Resin is a vector space model implementation, a modern type information retrieval system and a document based search engine library with fast fuzzy and prefix querying and with customizable tokenizers and scoring (tf-idf included, other schemes supported).
{
"_id": "Q1",
"label": "universe",
"description": "totality of planets, stars, galaxies, intergalactic space, or all matter or all energy",
"aliases": "cosmos The Universe existence space outerspace"
}
var docs = GetWikipediaAsJson();
var dir = @"C:\Users\Yourname\Resin\wikipedia";
using (var write = new WriteOperation(dir, new Analyzer(), docs))
{
write.Execute();
}
// Resin will scan a disk based trie for terms that are an exact match,
// a near match or is prefixed with the query term/-s.
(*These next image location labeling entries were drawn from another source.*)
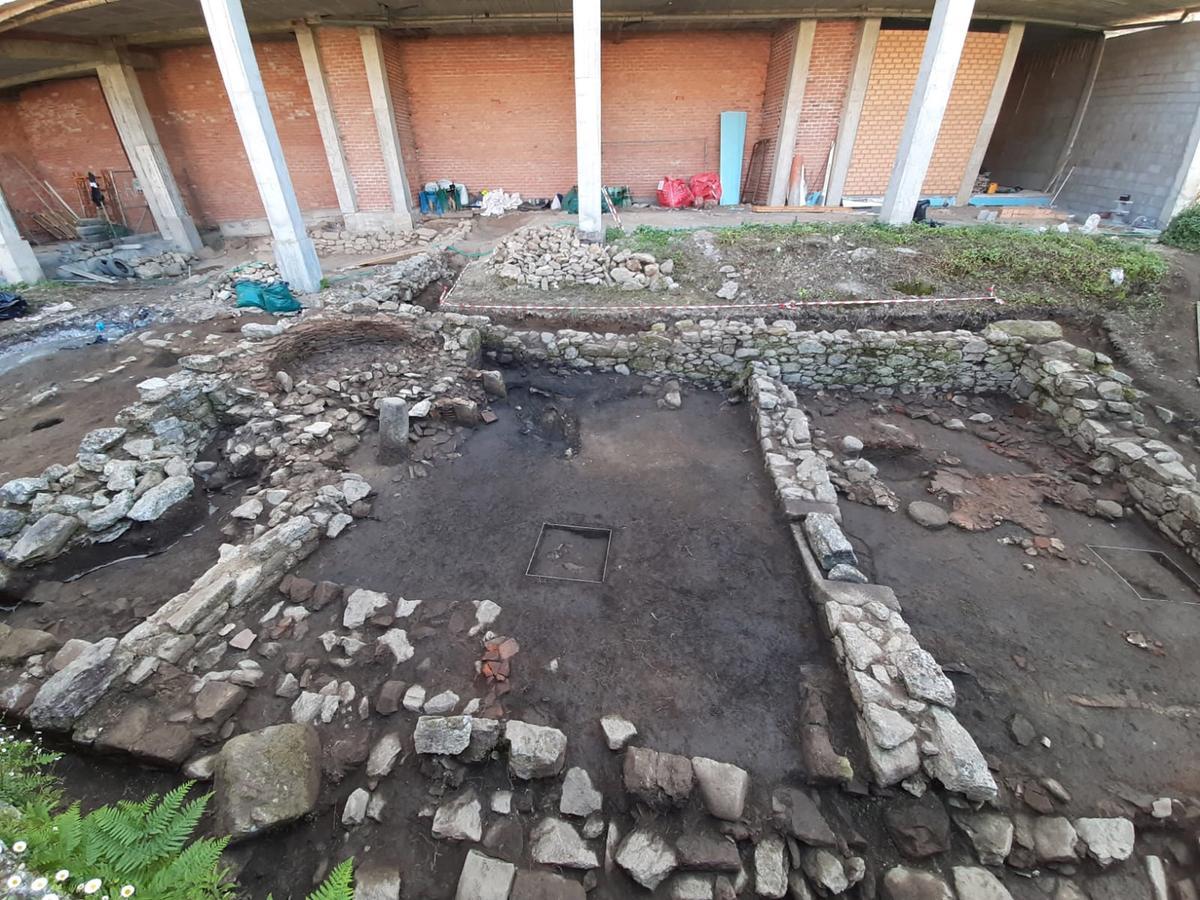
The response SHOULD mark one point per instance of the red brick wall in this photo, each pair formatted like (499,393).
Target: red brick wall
(825,94)
(13,148)
(191,109)
(65,130)
(783,46)
(492,112)
(663,99)
(499,112)
(341,54)
(888,93)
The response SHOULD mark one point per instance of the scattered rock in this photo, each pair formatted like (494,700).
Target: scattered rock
(1054,839)
(903,883)
(617,731)
(723,787)
(484,879)
(1109,840)
(534,750)
(1021,730)
(919,827)
(265,779)
(707,851)
(825,870)
(580,798)
(460,819)
(975,883)
(73,690)
(444,736)
(160,498)
(990,834)
(545,886)
(361,605)
(796,814)
(355,810)
(555,841)
(658,779)
(384,755)
(771,867)
(647,857)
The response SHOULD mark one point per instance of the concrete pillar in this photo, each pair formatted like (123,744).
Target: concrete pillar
(330,136)
(991,113)
(852,112)
(939,65)
(244,83)
(18,265)
(1077,123)
(385,123)
(1186,186)
(790,113)
(586,21)
(136,129)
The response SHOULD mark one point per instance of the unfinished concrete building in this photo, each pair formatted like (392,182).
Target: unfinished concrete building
(267,117)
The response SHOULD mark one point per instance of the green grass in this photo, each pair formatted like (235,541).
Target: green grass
(1033,268)
(1183,232)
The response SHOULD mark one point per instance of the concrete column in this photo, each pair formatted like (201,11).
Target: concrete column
(244,83)
(586,21)
(18,265)
(790,113)
(852,113)
(123,93)
(991,113)
(1186,186)
(1077,123)
(330,137)
(385,123)
(939,65)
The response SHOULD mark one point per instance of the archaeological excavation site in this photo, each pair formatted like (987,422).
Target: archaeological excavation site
(556,451)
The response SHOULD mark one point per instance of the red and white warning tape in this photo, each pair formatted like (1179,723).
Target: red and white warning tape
(742,307)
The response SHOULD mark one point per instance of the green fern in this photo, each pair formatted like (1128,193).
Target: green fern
(340,883)
(141,844)
(339,886)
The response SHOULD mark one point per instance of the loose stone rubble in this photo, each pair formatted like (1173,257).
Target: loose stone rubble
(292,425)
(546,258)
(330,240)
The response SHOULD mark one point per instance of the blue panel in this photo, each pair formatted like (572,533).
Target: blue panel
(733,147)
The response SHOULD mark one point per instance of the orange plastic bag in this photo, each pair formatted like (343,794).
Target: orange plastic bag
(675,193)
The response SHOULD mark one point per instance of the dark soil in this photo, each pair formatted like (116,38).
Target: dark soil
(1041,642)
(78,407)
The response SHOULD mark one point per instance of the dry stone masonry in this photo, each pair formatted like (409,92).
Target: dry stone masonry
(546,258)
(291,424)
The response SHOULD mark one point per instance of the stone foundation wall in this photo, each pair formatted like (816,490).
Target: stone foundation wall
(718,352)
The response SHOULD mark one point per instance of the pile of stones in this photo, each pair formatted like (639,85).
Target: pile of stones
(547,258)
(169,264)
(330,240)
(222,289)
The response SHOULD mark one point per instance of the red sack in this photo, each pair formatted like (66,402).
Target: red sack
(675,193)
(706,186)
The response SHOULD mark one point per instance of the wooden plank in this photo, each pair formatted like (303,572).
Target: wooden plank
(801,209)
(76,269)
(394,257)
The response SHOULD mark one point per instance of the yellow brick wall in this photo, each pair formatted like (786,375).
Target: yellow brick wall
(888,93)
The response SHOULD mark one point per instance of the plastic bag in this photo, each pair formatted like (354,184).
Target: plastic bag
(675,193)
(273,298)
(706,186)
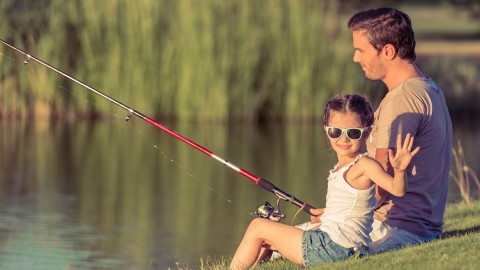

// Postings for each term are fetched and scored.
// A set of postings is produced for each query statement.
// A final answer is compiled by reducing the postings to one set.
// The top scoring documents are returned with a number describing the total amount of documents in the final set,
// so that you can fetch them all if you will, by the built in paging mechanism.
var result = new Searcher(dir).Search("label:good bad~ description:leone");
// Document scores, i.e. the aggregated tf-idf weights a document recieve from a simple or compound query,
// is also included in the result:
var scoreOfFirstDoc = result.Docs.First().Fields["__score"];
- Layout basic architecture and infrastructure of a modern IR system - v0.9b
- Scan as fast as Lucene - v1.0
- Merge best parts of the Lucene query language and the Elasticsearch DSL into RQL (Resin query language) - v2.0
- Make all parts of Resin distributable - v3.0
- Tooling.
Sir is an Elasticsearch clone with improved querying capabilities, built on Resin.